Anyway, in 1046 BC, Jiang Ziya and Wu of the Zhou defeated the Shang army at Muye. With slaves that Di Xin/Zhou had forced into servitude defecting to the Zhou, Shang spearmen refusing to put up their spears and joining the Zhou mid-battle, the Zhou troops being better trained under a better lord and chariot charges disrupting the Shang ranks, Di Xin was defeated, fleeing into his palace where he, in one final act of cowardice, set the entire palace on fire. And new lords, the Zhou, would now rule China.
Zhou serves as a negative example of Confucian principles, which would come about under the Zhou and is the classic bad Chinese king.
The Shang were differently cultured from the Chinese that came later, they practiced some forms of ancestor worship and shamanism with sacrifices to both their ancestors and traditional gods like Di, the high god. organised religion was yet to come to China. They were the last dynasty to not involve themselves with the concept of the Mandate of Heaven that defined many later Chinese conflicts.
Ancestor worship was very important though and was a key part of court life for Shang emperors, the emperor would in some cases, even lead the sacrificial rituals, we have records showing Wu Ding did.

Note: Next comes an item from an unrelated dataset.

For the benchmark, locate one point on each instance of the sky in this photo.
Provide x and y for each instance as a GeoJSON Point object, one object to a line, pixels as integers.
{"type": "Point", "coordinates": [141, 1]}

As detailed above, the chariot makes its first appearance in China in around 1200 BC, meaning that wars finally had something a bit more than spears and archery. Infantry also had early halberds or ‘dagger-axes’. Bronze was widespread and fine bronze was used for all the weapons, including the chariot wheels. The horse burials and possible horse archery and bow usage indicate some cultural contact with steppe peoples to the west because it is a similar army composition to the traditional setup of those cultures. Certainly the idea of the chariot probably came from that direction to China, the Egyptians had been using it for hundreds of years before.
The common people were mostly an agricultural society with a bit of hunting still apparent in their culture, but very little indication of trade beyond their borders, this would not be a significant part of Chinese culture until the Han.